Missili e aerei; la macchina bellica della Russia spinge al massimo

Velivoli moderni, ordigni da crociera e nuove bombe plananti. Secondo gli analisti occidentali, con l’attuale produzione la Russia potrebbe combattere in Ucraina per altri due anni

La recente pubblicazione del fascicolo Military Balance (MB, edito da The International Institute for Strategic Studies (IISS), ovvero la raccolta delle produzioni e delle spese militari nel mondo (si acquista online), consente di dare uno sguardo ragionato all’attuale produzione russa di velivoli d’attacco stimata dagli analisti. Le cifre non mostrano un Paese nel quale ci siano difficoltà produttive, semmai soltanto un rateo di costruzione più lento, paragonabile però a quelli occidentali, la cui rapidità di assemblaggio è condizionata soprattutto dalla necessità di predisporre più parti di ricambio a causa dell’uso intensivo nella guerra in atto e dall’aumentata richiesta di missili.

Secondo lo MB la Forza aerea russa (Vks) avrebbe ricevuto almeno una decina di caccia multiruolo Sukhoi Su-35S, oltre ad alcuni Su-30SM2 biposto, versione aggiornata del Su-30SM dotata di un nuovo radar e della possibilità di trasportare più tipi di armamento rispetto ai precedenti, caratteristica in parte comune agli esemplari destinati alla Marina militare.
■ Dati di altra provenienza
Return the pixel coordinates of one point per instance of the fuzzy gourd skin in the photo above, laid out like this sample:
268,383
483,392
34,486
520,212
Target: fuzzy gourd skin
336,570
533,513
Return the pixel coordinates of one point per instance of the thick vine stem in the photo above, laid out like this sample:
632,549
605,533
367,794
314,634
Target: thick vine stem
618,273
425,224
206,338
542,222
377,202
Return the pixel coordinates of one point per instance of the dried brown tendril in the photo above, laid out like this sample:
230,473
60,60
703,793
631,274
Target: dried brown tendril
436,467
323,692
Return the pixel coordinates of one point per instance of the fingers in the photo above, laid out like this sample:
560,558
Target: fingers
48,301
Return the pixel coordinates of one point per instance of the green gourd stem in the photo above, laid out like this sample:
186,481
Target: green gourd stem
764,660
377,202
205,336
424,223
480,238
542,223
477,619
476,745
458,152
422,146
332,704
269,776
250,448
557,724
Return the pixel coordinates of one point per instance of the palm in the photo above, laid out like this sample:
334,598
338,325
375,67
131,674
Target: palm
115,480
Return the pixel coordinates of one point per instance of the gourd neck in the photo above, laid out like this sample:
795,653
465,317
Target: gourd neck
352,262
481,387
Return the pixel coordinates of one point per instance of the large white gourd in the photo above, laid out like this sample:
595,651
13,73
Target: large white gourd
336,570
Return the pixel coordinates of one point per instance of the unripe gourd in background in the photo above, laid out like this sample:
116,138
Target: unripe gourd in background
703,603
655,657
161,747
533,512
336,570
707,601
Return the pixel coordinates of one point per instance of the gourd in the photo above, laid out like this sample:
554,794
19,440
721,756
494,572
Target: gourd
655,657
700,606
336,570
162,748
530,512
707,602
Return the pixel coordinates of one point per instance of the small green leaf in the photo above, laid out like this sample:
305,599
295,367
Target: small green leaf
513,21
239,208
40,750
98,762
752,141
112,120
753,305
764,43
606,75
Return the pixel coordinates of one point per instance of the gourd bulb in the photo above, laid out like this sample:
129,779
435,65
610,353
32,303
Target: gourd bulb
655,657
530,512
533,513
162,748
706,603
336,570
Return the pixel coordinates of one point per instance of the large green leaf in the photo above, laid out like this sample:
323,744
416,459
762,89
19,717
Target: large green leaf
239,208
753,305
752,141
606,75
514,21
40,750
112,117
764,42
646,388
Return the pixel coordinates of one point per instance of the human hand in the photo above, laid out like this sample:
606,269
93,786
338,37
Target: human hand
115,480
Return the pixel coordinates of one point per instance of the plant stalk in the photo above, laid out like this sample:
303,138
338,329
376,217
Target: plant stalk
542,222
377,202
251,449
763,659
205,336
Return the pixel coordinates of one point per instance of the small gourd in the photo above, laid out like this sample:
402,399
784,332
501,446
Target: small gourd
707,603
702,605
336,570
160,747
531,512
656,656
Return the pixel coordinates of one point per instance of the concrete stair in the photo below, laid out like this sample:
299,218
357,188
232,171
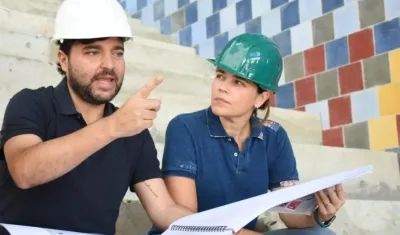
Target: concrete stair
27,59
Tutti questi sarebbero parte delle commesse iniziate nel 2020 e destinate a completarsi entro la fine dello scorso anno.

Sempre secondo la pubblicazione in Russia continuano anche le consegne dei velivoli multiruolo Sukhoi Su-57, definiti di quinta generazione e previsti in 76 esemplari dal 2019, la cui consegna dovrebbe terminare entro il 2028. Questi sono gli aeroplani che Mosca “nasconde”, nel senso che appaiono molto raramente in operazioni contro le truppe ucraine e poi “spariscono” perché ricoverati in basi militari ben lontane dal fronte. Il pericolo che un esemplare sia abbattuto a causa della difesa a saturazione (l’impiego di un gran numero di munizioni concentrate in poco spazio) e finisca in mano agli occidentali è alto, così non essendoci per ora una supremazia aerea da riconquistare non c’è ragione per rischiare. Si tratta, tuttavia, di una condizione destinata a cambiare con l’arrivo degli F-16 occidentali, seppure ci si augura che guerra possa in qualche modo finire prima.
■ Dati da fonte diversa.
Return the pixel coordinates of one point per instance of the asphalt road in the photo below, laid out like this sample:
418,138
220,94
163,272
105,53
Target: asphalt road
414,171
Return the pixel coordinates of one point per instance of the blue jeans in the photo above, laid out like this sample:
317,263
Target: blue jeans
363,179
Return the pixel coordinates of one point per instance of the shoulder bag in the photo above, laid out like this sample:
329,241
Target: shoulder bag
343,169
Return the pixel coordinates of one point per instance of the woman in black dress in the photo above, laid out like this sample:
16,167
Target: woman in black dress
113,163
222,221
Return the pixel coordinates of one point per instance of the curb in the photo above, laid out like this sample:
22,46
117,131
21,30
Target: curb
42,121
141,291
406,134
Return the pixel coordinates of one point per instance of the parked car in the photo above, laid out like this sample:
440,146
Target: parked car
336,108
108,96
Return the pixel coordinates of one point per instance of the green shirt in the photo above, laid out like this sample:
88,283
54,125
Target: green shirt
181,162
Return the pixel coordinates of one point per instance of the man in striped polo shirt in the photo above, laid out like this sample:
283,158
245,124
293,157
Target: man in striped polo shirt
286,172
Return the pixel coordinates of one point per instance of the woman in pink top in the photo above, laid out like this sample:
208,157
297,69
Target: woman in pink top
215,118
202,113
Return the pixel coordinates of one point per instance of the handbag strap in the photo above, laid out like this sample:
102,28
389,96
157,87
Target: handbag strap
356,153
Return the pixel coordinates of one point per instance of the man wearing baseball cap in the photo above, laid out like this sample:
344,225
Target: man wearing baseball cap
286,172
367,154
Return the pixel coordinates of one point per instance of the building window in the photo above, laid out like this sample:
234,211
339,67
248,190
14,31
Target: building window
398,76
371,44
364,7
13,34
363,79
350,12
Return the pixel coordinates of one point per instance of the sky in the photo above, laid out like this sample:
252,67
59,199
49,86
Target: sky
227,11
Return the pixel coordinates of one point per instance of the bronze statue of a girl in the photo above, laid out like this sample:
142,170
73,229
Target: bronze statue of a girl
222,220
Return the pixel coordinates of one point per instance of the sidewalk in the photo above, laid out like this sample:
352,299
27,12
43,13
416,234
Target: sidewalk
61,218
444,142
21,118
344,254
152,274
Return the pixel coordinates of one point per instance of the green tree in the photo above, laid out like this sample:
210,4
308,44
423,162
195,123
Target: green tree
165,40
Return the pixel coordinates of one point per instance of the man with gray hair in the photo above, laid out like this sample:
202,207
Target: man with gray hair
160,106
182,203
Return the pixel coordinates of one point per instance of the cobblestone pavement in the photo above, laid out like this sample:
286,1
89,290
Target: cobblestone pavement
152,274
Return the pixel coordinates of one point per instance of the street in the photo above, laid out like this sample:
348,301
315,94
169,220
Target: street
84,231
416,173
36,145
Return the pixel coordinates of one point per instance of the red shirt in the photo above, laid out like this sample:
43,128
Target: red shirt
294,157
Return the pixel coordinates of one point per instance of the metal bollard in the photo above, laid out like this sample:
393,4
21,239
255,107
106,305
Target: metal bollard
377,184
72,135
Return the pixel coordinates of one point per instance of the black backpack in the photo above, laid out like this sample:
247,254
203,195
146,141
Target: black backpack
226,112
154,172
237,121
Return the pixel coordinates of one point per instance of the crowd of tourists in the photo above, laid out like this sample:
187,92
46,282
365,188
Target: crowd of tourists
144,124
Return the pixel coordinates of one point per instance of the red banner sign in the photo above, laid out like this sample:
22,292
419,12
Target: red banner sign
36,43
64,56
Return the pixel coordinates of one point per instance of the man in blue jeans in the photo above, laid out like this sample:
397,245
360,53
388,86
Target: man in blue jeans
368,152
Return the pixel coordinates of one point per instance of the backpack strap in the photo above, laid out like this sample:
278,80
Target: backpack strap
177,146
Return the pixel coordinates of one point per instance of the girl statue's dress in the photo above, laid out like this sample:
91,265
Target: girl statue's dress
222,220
La strategia russa oggi prevede che a fare la parte degli incursori ci sono i Sukhoi 34M, dei quali sei sarebbero nuovi di fabbrica a completare l’ordine deciso da Mosca nel 2020. In questo caso la variante è modernizzata in fatto di sistemi di comunicazione (rete dati), ma a un livello non ancora avanzato come quello previsto per la Vks. Del resto, in fatto di elettronica i russi hanno sempre sofferto di un certo ritardo tecnologico, tanto che si ipotizzano forniture cinesi.

Riguardo i sistemi missilistici appare evidente la “sterzata” della difesa di Mosca verso la costruzione di ordigni a medio e lungo raggio da impiegare rapidamente rispetto alla data di costruzione e di consegna. Oltre al vantaggio di non dover addestrare nuove leve al loro utilizzo, le forze russe in questo modo evitano di esporre ad attacchi i loro soldati.

Il calcolo sul fatto che la produzione di missili sia stata accelerata è desunto dall’analisi dei relitti recuperati dagli ucraini e passati agli analisti occidentali, dei quali il numero di serie e del lotto di produzione proverebbe una costruzione molto recente, al massimo di qualche mese. Questo sarebbe accaduto per alcuni Kh-101, un tipo di missile da crociera subsonico (vola a circa 800 km/h) dalla forma tale da rendere difficile il puntamento dei radar di difesa (stealth), sviluppato dal Design Bureau Mkb Raduga negli anni Novanta ed entrato in servizio nel 2012, un missile lanciabile da velivoli Tu-160M, Tu-95MS e Tu-22M3. Cuore del sistema che lo rende molto preciso – l’errore massimo è di circa sei metri – è il sistema di navigazione Glonass, cioè l’omologo russo del Gps statunitense.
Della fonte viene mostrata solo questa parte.